The company had been promoting Redfall as the next big blockbuster exclusive for Xbox when it launched on May 2. Fans soon discovered the game was riddled with problems, however, from an empty-feeling world to vampire enemies that were occasionally bugged and boring to fight. Microsoft Gaming CEO Phil Spencer appeared on the Kinda Funny Games’ Xbox podcast shortly after release to apologize for the state of the game and promise the company would learn from the debacle. “I’m upset with myself,” he said at the time.
One of the questions on everyone’s mind was why Microsoft not only decided release Redfall, its first $70 game, in its current state, rather than delay it again or cancel it, but why the company had been marketing it so much if it was clear internally that it wouldn’t meet fans’ growing expectations.
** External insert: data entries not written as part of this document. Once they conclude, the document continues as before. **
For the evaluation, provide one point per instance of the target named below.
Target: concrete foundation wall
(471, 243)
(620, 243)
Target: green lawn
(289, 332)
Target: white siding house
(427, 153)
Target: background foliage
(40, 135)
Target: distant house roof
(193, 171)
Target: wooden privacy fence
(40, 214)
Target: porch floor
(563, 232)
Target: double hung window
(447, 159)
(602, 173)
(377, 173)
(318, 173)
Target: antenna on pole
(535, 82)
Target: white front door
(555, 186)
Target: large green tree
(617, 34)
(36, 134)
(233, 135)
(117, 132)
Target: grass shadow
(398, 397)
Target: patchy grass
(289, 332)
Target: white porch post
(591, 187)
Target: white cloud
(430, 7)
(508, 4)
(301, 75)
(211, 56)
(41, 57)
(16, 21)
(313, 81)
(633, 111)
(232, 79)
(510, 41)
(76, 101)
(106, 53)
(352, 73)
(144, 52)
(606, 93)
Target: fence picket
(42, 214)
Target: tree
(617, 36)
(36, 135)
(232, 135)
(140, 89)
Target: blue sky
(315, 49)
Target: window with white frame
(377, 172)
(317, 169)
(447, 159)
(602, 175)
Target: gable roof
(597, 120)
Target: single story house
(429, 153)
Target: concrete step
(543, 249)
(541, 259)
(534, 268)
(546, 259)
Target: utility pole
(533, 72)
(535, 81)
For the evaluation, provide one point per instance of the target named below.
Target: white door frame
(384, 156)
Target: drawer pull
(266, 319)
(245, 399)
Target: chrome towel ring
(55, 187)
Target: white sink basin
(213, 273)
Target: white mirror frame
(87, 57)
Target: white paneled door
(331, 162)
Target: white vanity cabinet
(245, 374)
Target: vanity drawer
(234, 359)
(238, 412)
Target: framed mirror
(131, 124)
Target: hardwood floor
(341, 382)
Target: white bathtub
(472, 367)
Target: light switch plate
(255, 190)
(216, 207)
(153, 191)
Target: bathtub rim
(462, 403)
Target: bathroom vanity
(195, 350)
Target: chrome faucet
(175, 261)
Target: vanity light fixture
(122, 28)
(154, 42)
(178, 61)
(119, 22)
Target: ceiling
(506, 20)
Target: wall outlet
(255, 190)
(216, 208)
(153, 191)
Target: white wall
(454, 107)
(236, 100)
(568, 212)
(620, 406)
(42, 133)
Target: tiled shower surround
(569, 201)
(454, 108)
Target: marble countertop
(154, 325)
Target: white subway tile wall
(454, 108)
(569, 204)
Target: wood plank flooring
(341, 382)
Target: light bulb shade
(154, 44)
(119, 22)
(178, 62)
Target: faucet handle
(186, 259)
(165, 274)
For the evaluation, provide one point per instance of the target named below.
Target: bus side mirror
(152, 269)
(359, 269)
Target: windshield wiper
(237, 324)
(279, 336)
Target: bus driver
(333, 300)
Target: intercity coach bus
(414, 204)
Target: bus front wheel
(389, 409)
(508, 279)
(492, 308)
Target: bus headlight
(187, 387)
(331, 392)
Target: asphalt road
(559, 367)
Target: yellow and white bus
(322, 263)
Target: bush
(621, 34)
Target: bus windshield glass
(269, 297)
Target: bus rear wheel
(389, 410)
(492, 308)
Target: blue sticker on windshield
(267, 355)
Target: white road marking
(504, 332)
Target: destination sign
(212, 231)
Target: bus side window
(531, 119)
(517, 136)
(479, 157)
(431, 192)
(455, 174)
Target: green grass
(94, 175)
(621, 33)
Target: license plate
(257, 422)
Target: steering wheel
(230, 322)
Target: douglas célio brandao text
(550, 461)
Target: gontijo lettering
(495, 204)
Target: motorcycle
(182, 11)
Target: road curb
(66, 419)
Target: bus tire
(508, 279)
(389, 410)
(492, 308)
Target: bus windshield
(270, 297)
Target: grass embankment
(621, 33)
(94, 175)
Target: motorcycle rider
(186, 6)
According to Bloomberg, Microsoft was barely involved in the game’s development outside of making the decision to cancel a PlayStation 5 version of the game after purchasing Bethesda in 2021.
Instead of more oversight or a big influx of new resources backed by the trillion dollar tech giant, Redfall’s development apparently went on just as troubled as it had prior to the acquisition. Bloomberg reports that 70 percent of the team who had made the stealth FPS Prey had left Arkane Austin by the time Redfall shipped, and that the game’s direction was hard to pin down during production, waffling between industry shooter touchstones like Far Cry and Borderlands.
Aimed at appealing to more fans in the wake of previous Arkane games’ poor sales, the online shooter was at one point planned to have an in-game microtransaction economy revolving around cosmetics to bolster profitability, as is the case with most modern shooters. Bloomberg reports those plans were eventually scrapped in 2021 as monetization in games became more controversial. The version of Redfall that’s now out in the wild bares these marks: a multiplayer game part way between an immersive sim, a loot shooter, and a Fortnite live service hangout that feels incomplete and under-resourced.
In his interview with Kinda Funny Games, Spencer defended the creative direction of the game. “One thing I’ll fight is sort of what went wrong, there’s clearly quality and execution things we can do, but one thing I won’t do is push against creative aspirations of our teams,” he said. According to some of the developers Bloomberg spoke with at least, Redfall wasn’t an expression of their creative ambitions, so much as a business mandate from Bethesda. The big question now will be whether the looming $69B Microsoft acquisition and Game Pass business model will give Arkane Austin a shot at making something new, or if the mess around Redfall will remain an albatross around the studio’s neck.